Number of different 2 × 2 symmetric matrices with elements being either 0 or 1 is: 

Concept:- Number of different n × n symmetric matrices with each element being 0 or 1 is equal to \({2^{\frac{{n\left( {n + 1} \right)}}{2}}}\)
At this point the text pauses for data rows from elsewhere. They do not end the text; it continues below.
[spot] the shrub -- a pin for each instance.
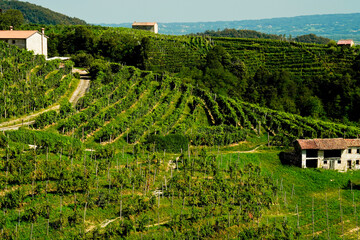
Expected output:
(45, 119)
(171, 143)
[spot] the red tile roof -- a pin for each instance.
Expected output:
(144, 23)
(345, 42)
(17, 34)
(353, 142)
(328, 144)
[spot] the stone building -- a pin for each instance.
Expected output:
(148, 26)
(336, 153)
(30, 40)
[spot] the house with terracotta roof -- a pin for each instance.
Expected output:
(346, 42)
(29, 40)
(333, 153)
(148, 26)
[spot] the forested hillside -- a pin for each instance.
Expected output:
(39, 15)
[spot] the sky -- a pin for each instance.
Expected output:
(121, 11)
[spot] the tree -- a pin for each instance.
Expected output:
(11, 18)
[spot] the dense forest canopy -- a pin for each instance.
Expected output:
(39, 15)
(11, 17)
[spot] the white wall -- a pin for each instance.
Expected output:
(38, 44)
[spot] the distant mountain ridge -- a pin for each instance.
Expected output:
(333, 26)
(40, 15)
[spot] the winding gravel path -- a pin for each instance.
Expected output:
(29, 119)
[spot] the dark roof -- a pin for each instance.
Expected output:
(16, 34)
(353, 142)
(328, 143)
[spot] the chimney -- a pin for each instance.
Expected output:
(42, 40)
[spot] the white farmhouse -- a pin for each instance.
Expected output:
(148, 26)
(334, 153)
(30, 40)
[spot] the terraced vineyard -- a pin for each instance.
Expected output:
(171, 53)
(28, 83)
(139, 104)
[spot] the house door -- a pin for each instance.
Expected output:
(332, 164)
(349, 164)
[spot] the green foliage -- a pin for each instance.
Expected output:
(46, 140)
(46, 119)
(28, 83)
(171, 143)
(65, 108)
(312, 38)
(11, 18)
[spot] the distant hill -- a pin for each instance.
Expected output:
(309, 38)
(333, 26)
(40, 15)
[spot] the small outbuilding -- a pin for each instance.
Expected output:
(346, 42)
(335, 153)
(148, 26)
(29, 40)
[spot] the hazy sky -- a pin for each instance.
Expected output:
(120, 11)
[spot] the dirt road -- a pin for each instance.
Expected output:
(29, 119)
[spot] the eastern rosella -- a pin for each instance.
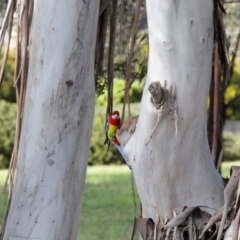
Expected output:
(112, 125)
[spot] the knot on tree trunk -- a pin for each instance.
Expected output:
(156, 91)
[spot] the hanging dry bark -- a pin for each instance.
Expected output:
(194, 223)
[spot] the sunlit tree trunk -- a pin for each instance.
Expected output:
(57, 121)
(171, 163)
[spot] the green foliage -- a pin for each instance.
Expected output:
(107, 207)
(232, 95)
(7, 131)
(231, 146)
(7, 90)
(118, 93)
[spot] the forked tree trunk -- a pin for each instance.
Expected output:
(171, 163)
(57, 120)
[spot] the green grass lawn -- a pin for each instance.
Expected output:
(108, 208)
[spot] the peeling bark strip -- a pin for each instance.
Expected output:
(165, 101)
(194, 223)
(175, 168)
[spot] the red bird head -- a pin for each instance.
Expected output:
(114, 119)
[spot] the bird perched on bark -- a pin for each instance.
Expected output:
(112, 125)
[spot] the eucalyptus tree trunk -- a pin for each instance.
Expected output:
(57, 121)
(169, 151)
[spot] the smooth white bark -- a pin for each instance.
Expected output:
(176, 169)
(57, 122)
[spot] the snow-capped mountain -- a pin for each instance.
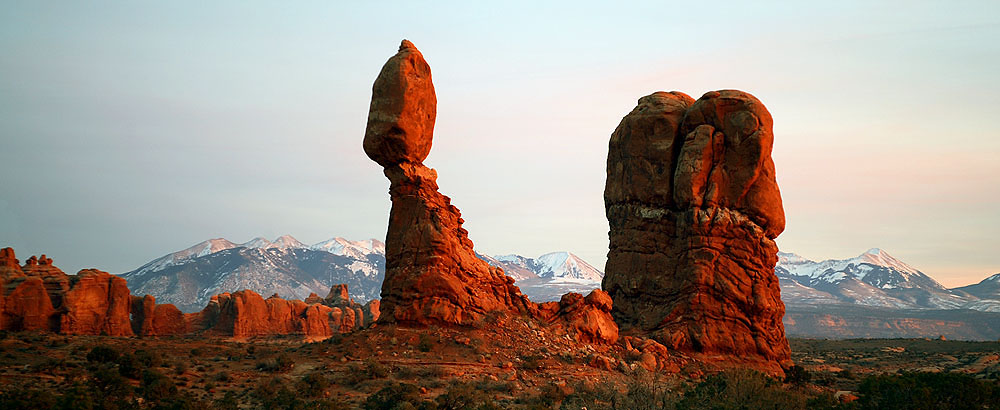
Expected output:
(562, 265)
(548, 277)
(873, 278)
(286, 266)
(989, 288)
(293, 270)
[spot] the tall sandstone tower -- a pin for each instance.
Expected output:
(694, 208)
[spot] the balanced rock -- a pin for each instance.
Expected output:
(432, 273)
(10, 267)
(694, 208)
(403, 109)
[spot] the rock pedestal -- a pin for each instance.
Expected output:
(694, 208)
(432, 273)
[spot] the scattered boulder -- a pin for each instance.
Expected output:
(432, 273)
(694, 208)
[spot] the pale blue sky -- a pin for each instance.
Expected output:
(130, 130)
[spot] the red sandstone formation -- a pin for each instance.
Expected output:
(96, 303)
(39, 297)
(589, 318)
(432, 273)
(694, 207)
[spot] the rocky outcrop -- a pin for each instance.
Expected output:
(694, 208)
(588, 318)
(432, 273)
(97, 303)
(39, 297)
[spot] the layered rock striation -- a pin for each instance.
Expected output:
(694, 208)
(40, 297)
(432, 273)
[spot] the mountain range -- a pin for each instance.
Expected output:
(871, 295)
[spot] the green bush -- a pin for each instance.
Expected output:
(314, 384)
(426, 343)
(102, 354)
(797, 375)
(129, 366)
(156, 387)
(927, 391)
(396, 397)
(465, 396)
(281, 364)
(741, 389)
Eg. For n = 1 possible matrices [0], [1] only 2 matrices are possible

For n = 2

 \(\left[ {\begin{array}{*{20}{c}} 0&0\\ 0&0 \end{array}} \right]\), \(\left[ {\begin{array}{*{20}{c}} 1&0\\ 0&0 \end{array}} \right]\),\(\left[ {\begin{array}{*{20}{c}} 0&1\\ 0&0 \end{array}} \right]\), \(\left[ {\begin{array}{*{20}{c}} 0&0\\ 1&0 \end{array}} \right]\), \(\left[ {\begin{array}{*{20}{c}} 0&0\\ 0&1 \end{array}} \right]\), \(\left[ {\begin{array}{*{20}{c}} 1&1\\ 0&0 \end{array}} \right]\), \(\left[ {\begin{array}{*{20}{c}} 1&0\\ 1&0 \end{array}} \right]\), \(\left[ {\begin{array}{*{20}{c}} 0&1\\ 0&1 \end{array}} \right]\), \(\left[ {\begin{array}{*{20}{c}} 0&0\\ 1&1 \end{array}} \right]\), \(\left[ {\begin{array}{*{20}{c}} 1&0\\ 0&1 \end{array}} \right]\), \(\left[ {\begin{array}{*{20}{c}} 0&1\\ 1&0 \end{array}} \right]\), \(\left[ {\begin{array}{*{20}{c}} 1&1\\ 1&0 \end{array}} \right]\), \(\left[ {\begin{array}{*{20}{c}} 1&0\\ 1&1 \end{array}} \right]\), \(\left[ {\begin{array}{*{20}{c}} 0&1\\ 1&1 \end{array}} \right]\), \(\left[ {\begin{array}{*{20}{c}} 1&1\\ 0&1 \end{array}} \right]\), \(\left[ {\begin{array}{*{20}{c}} 1&1\\ 1&1 \end{array}} \right]\)

Maximum 16 matrices are possible out of which 8 are symmetric

Application:-    ∴ for n = 2     \({2^{\frac{{n\left( {n + 1} \right)}}{2}}}\) = 2³ 

hence 8 different matrices are possible. so option (2) is correct.